“He knows nothing; and he thinks he knows everything. That points clearly to a political career.” — George Bernard Shaw
I’m not planning to comment much on the U.S. presidential election process that unfortunately has already started to be foisted upon us all. In fact, I really do plan to ignore it as much as humanly possible. But sometimes a politician says something that’s so asinine and hypocritical that it simply cannot pass unchallenged.
Given who has the longest and most inglorious track record of making such statements you may think I’m talking about The Donald, but surprisingly it’s one of the other ones who’s stumbled across the tripwire of absurdity, one about whom I really didn’t know very much before today. This fool is named Marco Rubio.
I refer specifically to Rubio’s recent comments about higher education. As Bloomberg reports:
Rubio, 44, said he’d “bust this cartel” by establishing a new accreditation process more welcoming to low-cost, innovative providers. “This would expose higher education to the market forces of choice and competition, which would prompt a revolution driven by the needs of students — just as the needs of consumers drive the progress of every other industry in our economy,” he said.
This is asinine because it shows that Mr. Rubio is not afraid to get up in front of large groups of people and show that he knows nothing about how innovation in higher education works. It’s true that the regional accreditors are a somewhat exclusive club, but considering that they let in any school that meets their stated criteria, including such controversial institutions as the University of Phoenix, one can hardly rightfully call them a cartel.
Moreover, there are alternative paths where organizations that don’t fit the normal pattern can be part of the higher education system.

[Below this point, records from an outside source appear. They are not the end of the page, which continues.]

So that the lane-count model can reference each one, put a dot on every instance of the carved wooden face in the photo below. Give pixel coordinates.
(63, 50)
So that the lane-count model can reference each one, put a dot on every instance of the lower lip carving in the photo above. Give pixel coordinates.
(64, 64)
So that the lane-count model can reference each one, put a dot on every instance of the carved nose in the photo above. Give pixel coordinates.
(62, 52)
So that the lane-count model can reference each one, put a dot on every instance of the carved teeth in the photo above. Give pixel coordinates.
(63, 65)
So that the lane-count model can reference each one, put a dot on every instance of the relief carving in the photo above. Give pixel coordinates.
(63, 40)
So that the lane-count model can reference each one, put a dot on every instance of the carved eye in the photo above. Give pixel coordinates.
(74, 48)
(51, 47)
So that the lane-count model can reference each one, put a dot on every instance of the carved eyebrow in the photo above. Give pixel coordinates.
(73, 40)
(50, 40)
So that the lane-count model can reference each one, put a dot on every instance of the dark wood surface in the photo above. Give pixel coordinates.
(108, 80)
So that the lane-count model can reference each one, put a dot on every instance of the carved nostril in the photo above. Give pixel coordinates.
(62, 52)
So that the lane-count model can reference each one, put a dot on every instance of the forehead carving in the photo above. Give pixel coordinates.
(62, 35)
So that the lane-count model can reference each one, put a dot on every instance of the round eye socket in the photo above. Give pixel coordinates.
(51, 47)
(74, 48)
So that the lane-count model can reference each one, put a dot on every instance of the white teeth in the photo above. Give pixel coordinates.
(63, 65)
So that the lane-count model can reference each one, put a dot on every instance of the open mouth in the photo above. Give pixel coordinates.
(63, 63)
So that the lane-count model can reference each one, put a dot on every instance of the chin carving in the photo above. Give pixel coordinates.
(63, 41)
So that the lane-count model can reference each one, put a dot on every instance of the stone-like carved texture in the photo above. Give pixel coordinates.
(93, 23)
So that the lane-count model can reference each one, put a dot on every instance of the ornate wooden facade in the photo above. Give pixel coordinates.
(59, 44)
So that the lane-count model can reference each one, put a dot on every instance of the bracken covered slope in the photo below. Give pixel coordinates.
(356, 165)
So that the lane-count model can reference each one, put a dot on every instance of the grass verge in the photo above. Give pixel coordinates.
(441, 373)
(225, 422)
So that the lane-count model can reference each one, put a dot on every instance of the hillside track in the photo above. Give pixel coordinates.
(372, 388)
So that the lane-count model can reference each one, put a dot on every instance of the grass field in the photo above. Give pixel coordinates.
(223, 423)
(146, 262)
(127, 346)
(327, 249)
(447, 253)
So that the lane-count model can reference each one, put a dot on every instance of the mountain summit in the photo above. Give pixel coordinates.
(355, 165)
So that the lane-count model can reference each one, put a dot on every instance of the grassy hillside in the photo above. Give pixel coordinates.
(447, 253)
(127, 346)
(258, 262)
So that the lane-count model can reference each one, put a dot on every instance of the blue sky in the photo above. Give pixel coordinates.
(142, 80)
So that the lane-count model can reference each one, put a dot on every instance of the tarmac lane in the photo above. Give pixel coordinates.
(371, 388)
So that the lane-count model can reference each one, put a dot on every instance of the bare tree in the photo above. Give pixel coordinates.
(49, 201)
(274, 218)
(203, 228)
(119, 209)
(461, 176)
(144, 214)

Alternative accreditors like the Distance Education Accrediting Commission exist for this very purpose, and while better known schools vary in their acceptance of schools accredited by DEAC and the like, that’s an individual decision on the part of each school, it’s not systematic exclusion. Moreover, there are not one but two organizations where even non-academic providers of education and training can have their non-academic credentials be evaluated as the equivalent to college credit and accepted in transfer: the American Council on Education and the National College Credit Recommendation Service. In other words, what Mr. Rubio is calling for so loudly has already existed for decades.
But his merely being poorly informed is hardly unique. Perhaps as a back bencher he simply cannot afford competent advisors. What is truly inexcusable is the hypocrisy and how it drives home how ill suited for leadership this man truly is. How so? He refers to market forces as part of his call for public interference in an accreditation system that is conducted voluntarily by private agencies! It may be unclear whether he has no idea what market forces are, or whether he’s just using the term as a buzzword to try to sound good to those who advocate for free markets, but either way all he succeeds in doing is demonstrating that he shouldn’t be allowed anywhere near the reins of true power.
I realize that he’s far from the only Republican who praises free markets with one face while calling for big government with the other. But with this example coming so early and so brazenly, if no one calls him on it then it’s not a very good sign for things to come in the next fifteen interminable months.